Cela revient à dire que personne n’aurait le pouvoir discrétionnaire d’émission de monnaie, puisqu’il y aurait obligatoirement une contrepartie d’or pour chaque billet émis. De cette manière, on éviterait les travers inflationnistes des banques centrales, qui, entre autres, ont provoqués le fameux Krach de 1929.

hahahahaha!


Je ne vois pas ce qu’il y a de drôle. Compare d’abord la prospérité pré et post-révolution industrielle. Ensuite, compare la prospérité des pays capitalistes à celle des pays communistes.
La soudaine abondance du 19e n’était pas fortuite ; elle était la conséquence nécessaire de l’échange libre et du capitalisme.

Son combat est risible.

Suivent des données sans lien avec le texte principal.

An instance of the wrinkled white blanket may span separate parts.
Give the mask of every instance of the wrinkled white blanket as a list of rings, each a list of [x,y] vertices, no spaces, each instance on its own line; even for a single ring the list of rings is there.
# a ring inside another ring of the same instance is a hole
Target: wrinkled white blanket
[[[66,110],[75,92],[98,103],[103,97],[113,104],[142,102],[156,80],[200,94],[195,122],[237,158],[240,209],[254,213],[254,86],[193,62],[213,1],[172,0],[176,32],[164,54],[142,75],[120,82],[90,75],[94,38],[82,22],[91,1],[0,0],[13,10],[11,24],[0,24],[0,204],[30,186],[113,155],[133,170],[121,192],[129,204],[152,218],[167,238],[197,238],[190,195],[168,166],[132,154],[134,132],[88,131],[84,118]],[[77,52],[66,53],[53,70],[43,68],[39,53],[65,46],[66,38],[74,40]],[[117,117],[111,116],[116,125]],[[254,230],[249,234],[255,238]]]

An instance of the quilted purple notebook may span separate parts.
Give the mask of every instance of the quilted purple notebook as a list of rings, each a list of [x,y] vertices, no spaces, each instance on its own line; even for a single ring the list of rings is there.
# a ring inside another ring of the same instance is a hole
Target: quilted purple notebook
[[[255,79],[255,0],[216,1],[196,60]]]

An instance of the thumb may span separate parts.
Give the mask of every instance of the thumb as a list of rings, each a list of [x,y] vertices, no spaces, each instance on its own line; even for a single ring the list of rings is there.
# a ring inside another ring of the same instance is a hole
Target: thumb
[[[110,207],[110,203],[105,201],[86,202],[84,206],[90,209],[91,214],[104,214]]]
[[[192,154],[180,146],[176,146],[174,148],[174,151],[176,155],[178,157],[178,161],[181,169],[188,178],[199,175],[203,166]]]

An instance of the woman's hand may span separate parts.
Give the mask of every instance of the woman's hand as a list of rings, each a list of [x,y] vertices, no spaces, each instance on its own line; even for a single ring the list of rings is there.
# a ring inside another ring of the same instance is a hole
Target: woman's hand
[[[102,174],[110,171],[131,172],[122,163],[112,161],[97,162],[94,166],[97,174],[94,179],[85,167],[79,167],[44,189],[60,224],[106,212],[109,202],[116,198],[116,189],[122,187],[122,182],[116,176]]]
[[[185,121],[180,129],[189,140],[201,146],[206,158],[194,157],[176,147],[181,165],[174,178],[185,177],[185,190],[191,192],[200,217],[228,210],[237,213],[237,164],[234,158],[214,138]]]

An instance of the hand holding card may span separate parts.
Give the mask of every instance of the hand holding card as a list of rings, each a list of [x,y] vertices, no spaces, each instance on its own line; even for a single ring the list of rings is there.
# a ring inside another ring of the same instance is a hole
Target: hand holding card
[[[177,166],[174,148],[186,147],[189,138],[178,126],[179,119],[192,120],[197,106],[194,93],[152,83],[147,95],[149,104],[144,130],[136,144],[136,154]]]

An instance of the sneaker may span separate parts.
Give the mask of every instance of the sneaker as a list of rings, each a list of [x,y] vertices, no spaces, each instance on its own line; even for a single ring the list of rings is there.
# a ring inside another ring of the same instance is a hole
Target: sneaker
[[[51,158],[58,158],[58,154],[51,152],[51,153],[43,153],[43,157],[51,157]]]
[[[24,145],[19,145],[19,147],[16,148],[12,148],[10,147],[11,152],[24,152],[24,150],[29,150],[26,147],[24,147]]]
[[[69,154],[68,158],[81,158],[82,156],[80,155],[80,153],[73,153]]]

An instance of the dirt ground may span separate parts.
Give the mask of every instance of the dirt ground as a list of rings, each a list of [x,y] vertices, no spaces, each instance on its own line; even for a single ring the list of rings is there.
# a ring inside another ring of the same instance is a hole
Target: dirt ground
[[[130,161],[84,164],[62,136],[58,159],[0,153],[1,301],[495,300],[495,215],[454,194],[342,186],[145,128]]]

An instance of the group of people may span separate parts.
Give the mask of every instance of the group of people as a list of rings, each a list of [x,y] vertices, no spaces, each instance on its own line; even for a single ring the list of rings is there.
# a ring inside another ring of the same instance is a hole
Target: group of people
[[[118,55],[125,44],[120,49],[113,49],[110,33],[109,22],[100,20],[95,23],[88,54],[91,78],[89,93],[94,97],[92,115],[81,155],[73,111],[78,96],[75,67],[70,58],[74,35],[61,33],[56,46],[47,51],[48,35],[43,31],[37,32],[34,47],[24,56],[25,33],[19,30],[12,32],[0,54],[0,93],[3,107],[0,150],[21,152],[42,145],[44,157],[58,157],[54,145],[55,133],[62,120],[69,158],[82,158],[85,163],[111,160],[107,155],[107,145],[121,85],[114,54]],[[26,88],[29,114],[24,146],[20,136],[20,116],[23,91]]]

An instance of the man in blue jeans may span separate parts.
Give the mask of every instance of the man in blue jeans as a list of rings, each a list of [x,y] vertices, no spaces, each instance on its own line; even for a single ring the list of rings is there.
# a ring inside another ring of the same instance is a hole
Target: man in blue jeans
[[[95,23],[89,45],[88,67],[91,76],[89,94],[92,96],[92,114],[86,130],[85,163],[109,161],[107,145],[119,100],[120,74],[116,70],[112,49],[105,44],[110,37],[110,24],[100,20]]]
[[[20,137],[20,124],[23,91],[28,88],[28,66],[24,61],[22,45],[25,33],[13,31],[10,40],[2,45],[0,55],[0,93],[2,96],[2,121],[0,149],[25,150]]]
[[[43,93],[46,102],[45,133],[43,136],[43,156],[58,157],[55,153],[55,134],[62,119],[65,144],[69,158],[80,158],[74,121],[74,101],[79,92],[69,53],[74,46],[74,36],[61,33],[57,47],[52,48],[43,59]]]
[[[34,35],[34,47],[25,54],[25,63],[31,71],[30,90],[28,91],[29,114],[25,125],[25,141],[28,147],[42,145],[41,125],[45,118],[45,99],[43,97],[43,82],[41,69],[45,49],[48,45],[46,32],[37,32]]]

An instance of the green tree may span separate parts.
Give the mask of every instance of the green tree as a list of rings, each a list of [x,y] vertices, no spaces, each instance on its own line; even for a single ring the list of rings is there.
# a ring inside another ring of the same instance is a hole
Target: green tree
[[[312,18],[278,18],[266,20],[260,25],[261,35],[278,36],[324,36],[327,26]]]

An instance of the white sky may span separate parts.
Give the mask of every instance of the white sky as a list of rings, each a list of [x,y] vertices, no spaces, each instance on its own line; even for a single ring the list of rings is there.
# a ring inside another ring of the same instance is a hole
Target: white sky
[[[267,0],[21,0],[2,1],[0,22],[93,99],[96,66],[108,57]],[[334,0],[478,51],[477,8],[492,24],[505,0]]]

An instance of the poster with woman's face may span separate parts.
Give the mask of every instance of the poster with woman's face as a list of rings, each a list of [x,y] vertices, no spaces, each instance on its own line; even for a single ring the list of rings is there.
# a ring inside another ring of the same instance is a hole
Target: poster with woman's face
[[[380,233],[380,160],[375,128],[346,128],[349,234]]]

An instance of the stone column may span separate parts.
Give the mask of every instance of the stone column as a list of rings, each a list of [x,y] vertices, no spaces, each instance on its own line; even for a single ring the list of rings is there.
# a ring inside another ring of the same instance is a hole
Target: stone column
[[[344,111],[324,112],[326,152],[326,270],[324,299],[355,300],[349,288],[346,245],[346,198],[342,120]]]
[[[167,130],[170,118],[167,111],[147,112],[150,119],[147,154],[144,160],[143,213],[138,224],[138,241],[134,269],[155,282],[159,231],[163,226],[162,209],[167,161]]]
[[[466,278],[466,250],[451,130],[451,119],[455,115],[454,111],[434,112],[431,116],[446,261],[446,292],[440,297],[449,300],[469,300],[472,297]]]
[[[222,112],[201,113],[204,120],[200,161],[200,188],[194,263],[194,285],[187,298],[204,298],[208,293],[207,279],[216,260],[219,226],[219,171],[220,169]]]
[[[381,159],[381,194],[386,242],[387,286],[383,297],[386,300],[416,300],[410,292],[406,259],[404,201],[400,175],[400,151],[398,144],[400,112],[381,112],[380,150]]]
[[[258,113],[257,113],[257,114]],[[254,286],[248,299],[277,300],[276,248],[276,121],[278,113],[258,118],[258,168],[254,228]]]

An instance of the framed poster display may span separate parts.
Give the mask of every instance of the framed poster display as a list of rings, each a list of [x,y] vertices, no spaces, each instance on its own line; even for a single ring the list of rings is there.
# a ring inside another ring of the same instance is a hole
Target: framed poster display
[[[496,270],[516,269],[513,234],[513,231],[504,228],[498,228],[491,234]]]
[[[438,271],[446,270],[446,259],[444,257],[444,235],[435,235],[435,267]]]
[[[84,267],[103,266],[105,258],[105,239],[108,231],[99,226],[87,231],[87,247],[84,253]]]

Les valeurs morales que sous-tendent le libertarianisme (l'anarcho-capitalisme) sont merdiques et à combattre.


Comme le droit de ne pas se faire agresser dans l’exercice d’une activité pacifique ? Tu es vraiment pétri d’humanisme. Bravo.

Ce n'est pas une question de rationalité, mais de combat pour une société plus juste, plus égalitaire. Au delà même d'une logique de lutte des classes, c'est un parti pris pour l'égalité comme valeur fondamentale.


L’égalité n’est pas une valeur fondamentale justement. Qui plus est, elle ne permet une gestion cohérente et sans équivoque des conflits qu’amène la rareté des ressources. Conséquemment, elle appelle la gestion discrétionnaire des bureaucrates.
Tout cela sans parler de son caractère éminemment matérialiste (ne parler qu’en termes purement vénaux), irréaliste (comment égaliser deux personnes de constitution et de mérite différent ?), liberticide (elle nécessite une immense machinerie bureaucratique et répressive) et absurde (genre instituer par décret qu’une aune de drap en vaut autan que deux).
Puis, comme disait Cicéron, la mesure de la richesse est la satiété. Ainsi le seul indicateur pertinent de prospérité n’est pas la richesse du pauvre relativement à celle du riche, mais la richesse absolue du pauvre, c’est-à-dire sa satiété. Or, qu’il y ait des personnes très riches n’empêche pas les couches inférieures de prospérer elles aussi. Au contraire, l’épargne et l’investissement des Crésus permettent justement une distribution relative de l’abondance. En revanche, un système qui tend à diminuer au possible les disparités, fondant son éthique sur l’égalité matérielle, ne réussit à terme qu’à appauvrir tout le monde, à l’exception des hauts fonctionnaires. C’est le cas de la France et des pays plus atteints par la plaie socialiste.
Derrière une position anti-État, se cache trop odieusement des rapaces fort peu soucieux de principes, pensant seulement à leur profit.

C’est un argument facile et faux. Juge de la validité philosophique et rationnelle, pas des opinions fantasmées des tenants d’une théorie.
Et dans mon dernier post je n'ai même pas évoqué tous les mécanismes qui aident le marché à fonctionner "naturellement": colonialisme, patriarcat...

La colonisation est une affaire d’État. Économiquement, elle n’est pas viable et nécessite qui plus est des moyens formidables. De toute temps, elle a été soit une subvention déguisée à certains industriels aux dépens de l’ensemble des contribuables, soit une entreprise visant à affirmer la grandeur d’une nation et d’un État. Rien de bien libertarien. Conséquemment, elle ne peut être le fait d’individus rationnels agissant pour leur intérêt dans le cadre d’un marché libre.
Merci d’éviter ce genre d’exemples foireux.

Du reste, je n’embarquerai pas dans tes délires sur le patriarcat. De jure, la femme est l’égale de l’homme. Dans ces conditions, il n’y a pas de domination masculine qui tienne.